Dr. Newton laughed. “Frankly, Mr. Fortune, you baffle me. Because there is nothing about Herbert. A very worthy young man, no doubt, but colourless, quite colourless.” Reggie nodded. “No.” Dr. Newton pursued his own train of thought. “In my own speculations on the affair--this most deplorable affair--I find myself continually confronted by an unknown quantity, a mysterious entity, Geoffrey’s Italian wife.”
“Ah, there you have it,” said the divisional surgeon heartily.
Reggie looked at them, nodded, and without more talk led the way to the body. It did not occupy him long. Two wounds had sufficed to make an end of Stephenson Charlecote. One in the throat, which had pierced the carotid artery; one in the chest, which had reached the heart.
Superintendent Bell, in attendance from Scotland Yard, produced the weapon found by the body--a long, thin dagger or stiletto, obviously capable of causing the wounds, obviously Italian in origin.
Reggie finished his examination and turned to the two doctors, who were waiting on him reverently. “Anything in particular occur to you, gentlemen?”
“Quite straightforward, I think.” The divisional surgeon shrugged. “Technically speaking, a very neat bit of work.”
“I would go even further,” said Dr. Newton. “The crime seems to have been committed with remarkable skill and determination.”
“The extraordinary efficiency of the assassin,” Reggie murmured. “Yes. Touched the spot every time.”
“It would almost seem to suggest some experience in the use of this weapon,” said Dr. Newton.
“That is indicated.” Reggie nodded at him. “Yes. Deceased been in good health lately?”

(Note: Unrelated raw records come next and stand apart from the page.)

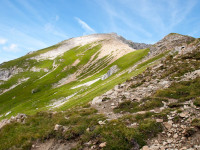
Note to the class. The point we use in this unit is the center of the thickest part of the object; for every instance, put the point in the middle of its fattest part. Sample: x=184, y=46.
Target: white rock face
x=20, y=81
x=112, y=70
x=111, y=45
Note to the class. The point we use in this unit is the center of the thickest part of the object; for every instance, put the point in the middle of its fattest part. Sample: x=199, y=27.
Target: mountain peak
x=171, y=41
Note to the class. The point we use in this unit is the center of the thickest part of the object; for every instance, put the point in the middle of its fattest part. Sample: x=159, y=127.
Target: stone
x=175, y=136
x=112, y=104
x=111, y=71
x=101, y=122
x=102, y=145
x=57, y=127
x=145, y=148
x=96, y=100
x=168, y=125
x=183, y=114
x=159, y=120
x=169, y=141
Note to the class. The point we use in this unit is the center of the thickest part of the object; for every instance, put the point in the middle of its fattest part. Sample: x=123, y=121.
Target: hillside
x=102, y=91
x=63, y=73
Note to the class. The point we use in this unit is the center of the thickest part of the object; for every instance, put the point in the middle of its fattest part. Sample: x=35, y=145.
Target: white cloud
x=3, y=41
x=85, y=26
x=49, y=27
x=11, y=48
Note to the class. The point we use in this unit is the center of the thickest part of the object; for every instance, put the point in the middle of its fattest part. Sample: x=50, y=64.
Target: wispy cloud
x=85, y=26
x=11, y=48
x=49, y=27
x=3, y=41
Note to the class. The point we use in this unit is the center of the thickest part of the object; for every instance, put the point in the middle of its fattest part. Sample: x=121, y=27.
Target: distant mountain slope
x=48, y=78
x=144, y=99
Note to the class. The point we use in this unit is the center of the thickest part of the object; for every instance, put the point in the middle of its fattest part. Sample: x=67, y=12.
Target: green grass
x=197, y=102
x=152, y=59
x=182, y=91
x=27, y=102
x=41, y=127
x=133, y=107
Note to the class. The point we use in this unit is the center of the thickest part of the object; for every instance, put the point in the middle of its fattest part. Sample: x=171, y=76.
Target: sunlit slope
x=68, y=78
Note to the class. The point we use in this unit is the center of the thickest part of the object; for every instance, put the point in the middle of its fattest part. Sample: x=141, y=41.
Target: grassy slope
x=21, y=99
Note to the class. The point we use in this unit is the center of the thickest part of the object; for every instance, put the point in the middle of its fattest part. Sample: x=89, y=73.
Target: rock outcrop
x=110, y=72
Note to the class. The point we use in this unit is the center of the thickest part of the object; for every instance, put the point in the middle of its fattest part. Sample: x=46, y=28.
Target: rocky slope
x=151, y=101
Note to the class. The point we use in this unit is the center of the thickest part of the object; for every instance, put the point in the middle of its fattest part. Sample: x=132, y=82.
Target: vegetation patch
x=129, y=106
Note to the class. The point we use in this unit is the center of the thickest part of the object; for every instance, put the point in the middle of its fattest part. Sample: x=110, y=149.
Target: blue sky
x=27, y=25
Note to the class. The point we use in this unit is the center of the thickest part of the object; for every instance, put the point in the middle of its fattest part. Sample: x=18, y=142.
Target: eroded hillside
x=143, y=99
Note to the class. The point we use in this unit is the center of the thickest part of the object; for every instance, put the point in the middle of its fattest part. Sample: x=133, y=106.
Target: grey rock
x=110, y=72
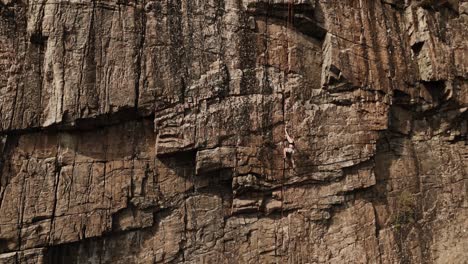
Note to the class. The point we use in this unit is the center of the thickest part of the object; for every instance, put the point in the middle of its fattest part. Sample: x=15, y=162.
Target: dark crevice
x=303, y=18
x=124, y=115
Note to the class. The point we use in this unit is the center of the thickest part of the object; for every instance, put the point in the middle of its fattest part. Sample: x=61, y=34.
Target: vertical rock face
x=153, y=131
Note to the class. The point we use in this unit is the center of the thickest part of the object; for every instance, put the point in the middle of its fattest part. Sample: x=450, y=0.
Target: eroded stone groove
x=153, y=131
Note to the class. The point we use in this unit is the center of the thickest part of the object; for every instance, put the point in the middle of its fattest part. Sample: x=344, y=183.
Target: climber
x=290, y=149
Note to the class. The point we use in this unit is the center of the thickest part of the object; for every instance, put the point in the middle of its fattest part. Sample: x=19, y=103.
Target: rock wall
x=143, y=131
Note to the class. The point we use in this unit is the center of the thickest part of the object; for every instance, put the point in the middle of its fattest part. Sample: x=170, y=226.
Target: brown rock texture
x=138, y=131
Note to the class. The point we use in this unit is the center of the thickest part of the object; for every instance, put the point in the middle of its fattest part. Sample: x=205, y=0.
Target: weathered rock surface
x=146, y=131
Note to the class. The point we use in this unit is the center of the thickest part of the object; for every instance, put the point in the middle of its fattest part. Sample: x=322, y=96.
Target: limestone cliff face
x=146, y=131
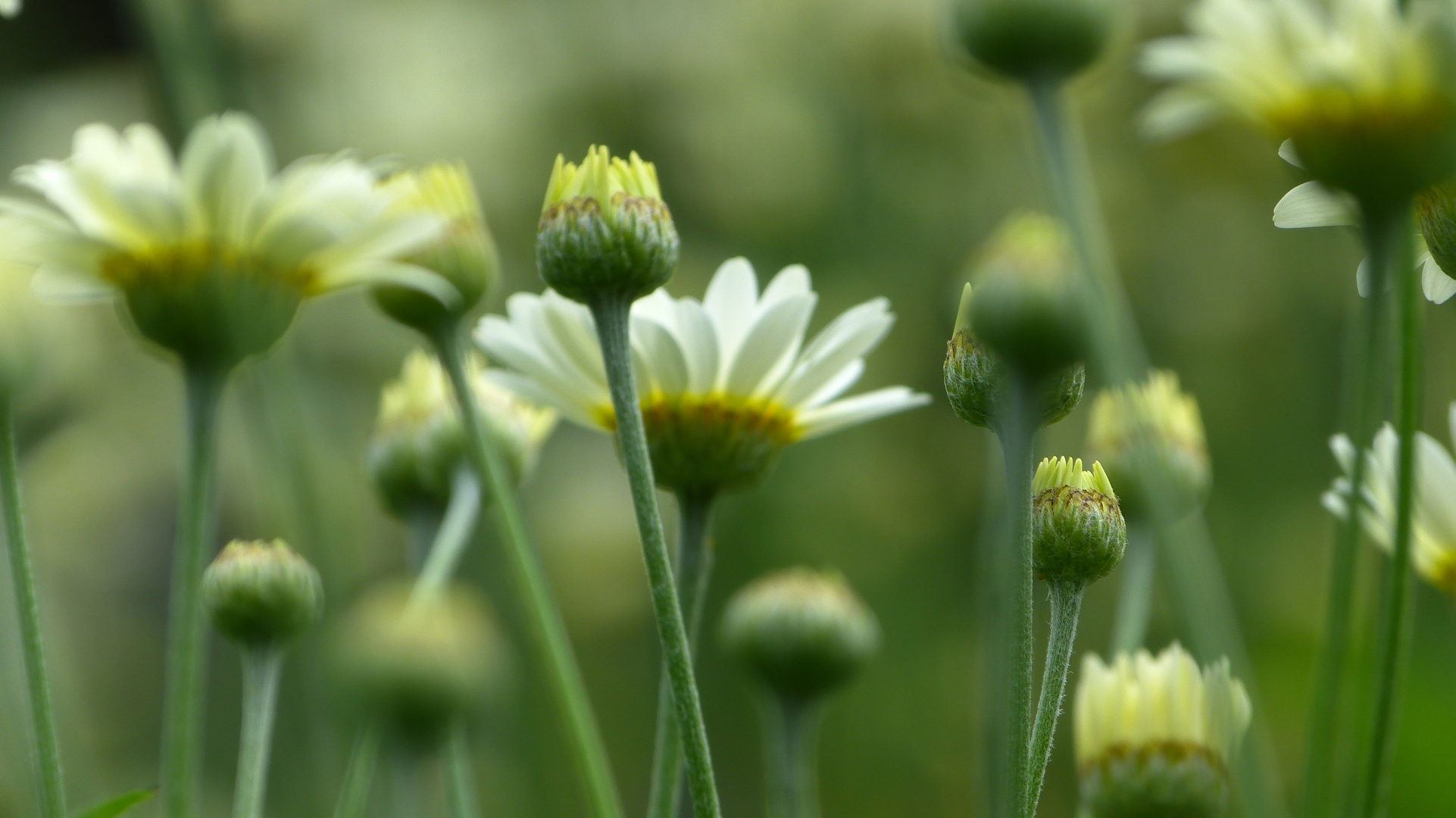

“I have been treating him for some time for gastric trouble--a persistent gastric catarrh. It was troublesome, but hardly serious.”
And upon that Reggie got rid of them and was left alone with Superintendent Bell. Superintendent Bell cocked an oldish but still bright eye. “And the next thing, sir?” said he.
“I am feeling depressed, Bell. Do you ever have feelings? I feel this is all wrong.”
“Well, sir, the evidence is thin, very thin.”
“Evidence? Oh, my aunt, we haven’t come to evidence yet. I’m uncomfortable. Everything seems wrong way up. Why did anybody kill the old man? He was making friends with Geoffrey again and anyway he had enough to live on. Herbert had an allowance and something of his own, too. Nobody else stood to gain by his death.”
“If you leave out the Italian girl, sir.”